Question

quadratic equation has one solution x=6 and x=-8 what is the equation found to be?

Answer 1

x - 6

Answer 2

x-8

Answer 3

x+8

Answer 4

sorry

Answer 5

(x-6)(x+8)=0

Answer 6

Add the solutions:
6+(-8) = -2
Multiply the solutions:
6*(-8) = -48

answer:
\[x^2-(-2)x-48 = x^2+2x-48\]

Answer 7

nice, joe

Answer 8

If 'a' is the sum of the roots, and 'b' is the product of the roots, then the equation is:
\[x^2-ax+b\]

Answer 9

(only for quadratic equations)

Answer 10

can you expand that to higher degrees, joe? :)

Answer 11

if the degree's are higher, then you have to multiply the roots k at at time and sum them.
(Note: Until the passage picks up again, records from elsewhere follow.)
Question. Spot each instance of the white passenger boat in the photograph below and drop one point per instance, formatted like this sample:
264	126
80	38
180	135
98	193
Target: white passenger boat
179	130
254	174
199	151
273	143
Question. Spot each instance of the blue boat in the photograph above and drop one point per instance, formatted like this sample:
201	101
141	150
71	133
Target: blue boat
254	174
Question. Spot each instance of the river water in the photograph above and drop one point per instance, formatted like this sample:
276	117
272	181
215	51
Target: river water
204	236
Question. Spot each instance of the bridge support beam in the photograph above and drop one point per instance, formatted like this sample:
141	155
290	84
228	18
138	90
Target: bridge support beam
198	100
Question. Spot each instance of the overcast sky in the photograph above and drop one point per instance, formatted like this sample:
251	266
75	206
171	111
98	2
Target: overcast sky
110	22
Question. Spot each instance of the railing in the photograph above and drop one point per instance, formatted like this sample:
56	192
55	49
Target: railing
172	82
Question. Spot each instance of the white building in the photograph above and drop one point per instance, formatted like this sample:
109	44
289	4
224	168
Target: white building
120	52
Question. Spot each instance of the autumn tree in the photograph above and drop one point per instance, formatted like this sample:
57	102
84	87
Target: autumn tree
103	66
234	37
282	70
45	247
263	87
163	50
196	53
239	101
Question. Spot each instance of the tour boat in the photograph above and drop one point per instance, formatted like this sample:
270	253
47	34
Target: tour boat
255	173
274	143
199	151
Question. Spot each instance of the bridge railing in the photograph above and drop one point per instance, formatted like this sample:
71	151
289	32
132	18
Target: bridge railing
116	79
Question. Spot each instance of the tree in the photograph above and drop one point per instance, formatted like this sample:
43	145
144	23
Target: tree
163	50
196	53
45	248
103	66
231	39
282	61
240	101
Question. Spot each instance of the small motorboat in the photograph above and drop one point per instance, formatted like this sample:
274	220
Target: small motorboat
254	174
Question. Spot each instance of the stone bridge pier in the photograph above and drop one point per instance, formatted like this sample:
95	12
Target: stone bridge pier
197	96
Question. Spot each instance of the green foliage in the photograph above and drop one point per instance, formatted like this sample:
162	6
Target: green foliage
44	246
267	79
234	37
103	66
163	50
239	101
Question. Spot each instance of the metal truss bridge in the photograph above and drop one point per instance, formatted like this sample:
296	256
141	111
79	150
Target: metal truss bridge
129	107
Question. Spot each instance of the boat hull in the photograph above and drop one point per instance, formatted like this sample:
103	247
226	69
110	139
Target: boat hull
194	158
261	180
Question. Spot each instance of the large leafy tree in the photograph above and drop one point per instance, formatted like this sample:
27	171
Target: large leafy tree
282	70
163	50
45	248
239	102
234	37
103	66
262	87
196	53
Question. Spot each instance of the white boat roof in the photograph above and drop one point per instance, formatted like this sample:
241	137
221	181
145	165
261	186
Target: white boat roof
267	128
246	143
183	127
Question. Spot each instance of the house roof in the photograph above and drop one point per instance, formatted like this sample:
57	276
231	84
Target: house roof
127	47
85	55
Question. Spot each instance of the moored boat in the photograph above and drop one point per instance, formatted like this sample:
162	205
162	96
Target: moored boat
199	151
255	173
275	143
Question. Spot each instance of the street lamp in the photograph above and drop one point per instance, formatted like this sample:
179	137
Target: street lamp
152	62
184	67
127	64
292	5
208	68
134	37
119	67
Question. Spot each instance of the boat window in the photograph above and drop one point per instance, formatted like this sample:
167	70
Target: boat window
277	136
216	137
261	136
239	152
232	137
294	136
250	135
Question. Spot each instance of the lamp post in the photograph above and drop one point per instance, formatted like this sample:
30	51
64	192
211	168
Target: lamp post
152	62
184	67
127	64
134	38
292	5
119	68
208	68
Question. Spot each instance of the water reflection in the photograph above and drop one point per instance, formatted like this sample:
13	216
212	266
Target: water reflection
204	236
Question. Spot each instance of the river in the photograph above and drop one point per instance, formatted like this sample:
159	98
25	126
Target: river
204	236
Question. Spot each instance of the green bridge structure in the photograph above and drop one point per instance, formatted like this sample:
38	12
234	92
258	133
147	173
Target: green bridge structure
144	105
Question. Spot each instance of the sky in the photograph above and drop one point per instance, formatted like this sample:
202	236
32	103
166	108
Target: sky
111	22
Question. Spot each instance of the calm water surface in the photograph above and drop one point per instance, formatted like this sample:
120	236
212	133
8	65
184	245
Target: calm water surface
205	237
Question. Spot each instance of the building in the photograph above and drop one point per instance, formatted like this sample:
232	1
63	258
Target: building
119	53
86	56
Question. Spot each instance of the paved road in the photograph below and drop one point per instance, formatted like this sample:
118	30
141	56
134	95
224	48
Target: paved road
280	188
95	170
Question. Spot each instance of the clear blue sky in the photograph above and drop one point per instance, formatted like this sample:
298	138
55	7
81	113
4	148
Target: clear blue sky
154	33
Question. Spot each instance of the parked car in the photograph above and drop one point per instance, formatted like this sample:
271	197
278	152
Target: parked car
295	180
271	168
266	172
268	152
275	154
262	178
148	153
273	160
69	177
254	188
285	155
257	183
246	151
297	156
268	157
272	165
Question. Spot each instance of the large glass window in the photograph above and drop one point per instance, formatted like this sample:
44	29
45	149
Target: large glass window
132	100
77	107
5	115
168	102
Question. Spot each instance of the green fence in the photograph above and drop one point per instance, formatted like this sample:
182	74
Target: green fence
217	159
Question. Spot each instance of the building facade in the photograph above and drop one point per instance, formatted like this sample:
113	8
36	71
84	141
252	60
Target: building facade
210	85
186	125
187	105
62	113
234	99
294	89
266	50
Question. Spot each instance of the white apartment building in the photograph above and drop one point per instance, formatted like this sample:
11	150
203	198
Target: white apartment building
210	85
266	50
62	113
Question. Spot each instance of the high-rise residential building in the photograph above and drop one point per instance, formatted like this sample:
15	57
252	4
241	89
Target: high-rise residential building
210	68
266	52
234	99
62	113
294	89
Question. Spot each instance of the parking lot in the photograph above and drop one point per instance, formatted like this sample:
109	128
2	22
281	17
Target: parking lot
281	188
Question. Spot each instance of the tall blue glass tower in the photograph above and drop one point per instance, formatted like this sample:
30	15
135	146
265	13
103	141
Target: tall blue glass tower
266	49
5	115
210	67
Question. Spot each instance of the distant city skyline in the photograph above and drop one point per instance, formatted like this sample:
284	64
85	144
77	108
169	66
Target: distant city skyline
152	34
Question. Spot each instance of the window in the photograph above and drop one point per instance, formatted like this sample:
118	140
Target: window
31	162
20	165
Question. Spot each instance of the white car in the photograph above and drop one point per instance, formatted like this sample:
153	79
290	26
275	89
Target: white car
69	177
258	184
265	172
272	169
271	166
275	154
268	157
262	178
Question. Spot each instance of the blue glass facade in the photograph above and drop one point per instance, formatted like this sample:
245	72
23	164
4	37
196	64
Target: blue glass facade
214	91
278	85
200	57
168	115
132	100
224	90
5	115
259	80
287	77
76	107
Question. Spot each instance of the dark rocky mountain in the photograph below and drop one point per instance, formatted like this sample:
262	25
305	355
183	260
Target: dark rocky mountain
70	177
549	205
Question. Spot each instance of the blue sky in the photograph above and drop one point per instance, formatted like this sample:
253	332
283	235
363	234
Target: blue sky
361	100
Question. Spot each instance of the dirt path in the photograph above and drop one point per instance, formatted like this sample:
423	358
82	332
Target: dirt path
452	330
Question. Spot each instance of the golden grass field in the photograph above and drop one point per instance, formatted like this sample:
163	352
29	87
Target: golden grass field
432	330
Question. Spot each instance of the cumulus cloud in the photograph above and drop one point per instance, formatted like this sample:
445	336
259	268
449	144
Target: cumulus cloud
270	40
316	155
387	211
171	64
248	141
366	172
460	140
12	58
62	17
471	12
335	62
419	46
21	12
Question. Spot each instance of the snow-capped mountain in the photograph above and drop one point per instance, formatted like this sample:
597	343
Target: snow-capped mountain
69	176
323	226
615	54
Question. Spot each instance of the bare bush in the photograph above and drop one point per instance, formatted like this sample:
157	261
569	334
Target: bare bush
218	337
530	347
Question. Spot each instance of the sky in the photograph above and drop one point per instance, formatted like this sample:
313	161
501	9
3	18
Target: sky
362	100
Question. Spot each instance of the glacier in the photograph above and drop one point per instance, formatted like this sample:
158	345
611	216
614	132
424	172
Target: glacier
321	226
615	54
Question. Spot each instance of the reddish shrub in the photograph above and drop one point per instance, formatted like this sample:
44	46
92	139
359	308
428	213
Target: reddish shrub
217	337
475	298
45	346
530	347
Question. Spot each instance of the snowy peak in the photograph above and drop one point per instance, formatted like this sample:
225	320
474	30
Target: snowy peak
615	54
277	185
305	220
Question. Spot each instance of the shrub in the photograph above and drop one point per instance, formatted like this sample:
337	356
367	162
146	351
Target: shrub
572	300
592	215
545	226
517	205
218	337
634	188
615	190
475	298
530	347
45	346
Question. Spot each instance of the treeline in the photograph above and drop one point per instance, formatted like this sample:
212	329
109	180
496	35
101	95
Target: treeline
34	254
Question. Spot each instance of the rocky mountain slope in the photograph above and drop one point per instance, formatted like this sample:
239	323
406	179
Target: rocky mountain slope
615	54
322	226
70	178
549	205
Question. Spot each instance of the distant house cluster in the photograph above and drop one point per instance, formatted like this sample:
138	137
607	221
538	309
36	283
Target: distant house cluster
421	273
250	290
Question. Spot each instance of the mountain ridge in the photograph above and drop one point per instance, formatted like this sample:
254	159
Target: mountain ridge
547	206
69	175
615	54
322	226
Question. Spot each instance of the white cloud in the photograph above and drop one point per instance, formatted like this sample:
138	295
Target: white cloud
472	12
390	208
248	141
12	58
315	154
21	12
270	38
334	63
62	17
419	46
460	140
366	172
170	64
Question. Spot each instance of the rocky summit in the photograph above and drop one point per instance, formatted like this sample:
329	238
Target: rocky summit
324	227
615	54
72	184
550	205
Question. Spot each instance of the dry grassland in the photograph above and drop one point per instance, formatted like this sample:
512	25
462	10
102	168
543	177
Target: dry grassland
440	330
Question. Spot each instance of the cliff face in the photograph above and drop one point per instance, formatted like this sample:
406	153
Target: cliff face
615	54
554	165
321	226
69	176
For a polynomial:
\[x^n+a_{n-1}x^{n-1}+a_{n-2}x^{n-2}+\ldots+a_1x+a_0\]

If the roots are:
\[r_1,r_2,\ldots, r_n\]

Then \[a_{n-k}\] is the sum of the products of the roots taken k at a time.

Answer 12

Jahtoday how is your finger ?

Answer 13

lol im using 1 hand cuz im icing it

Answer 14

:) nicely stated joe!

Answer 15

im forgetting something....oh, (-1)^k is there as well,

Answer 16

and thank you :)

Answer 17

lol that is pretty nicely done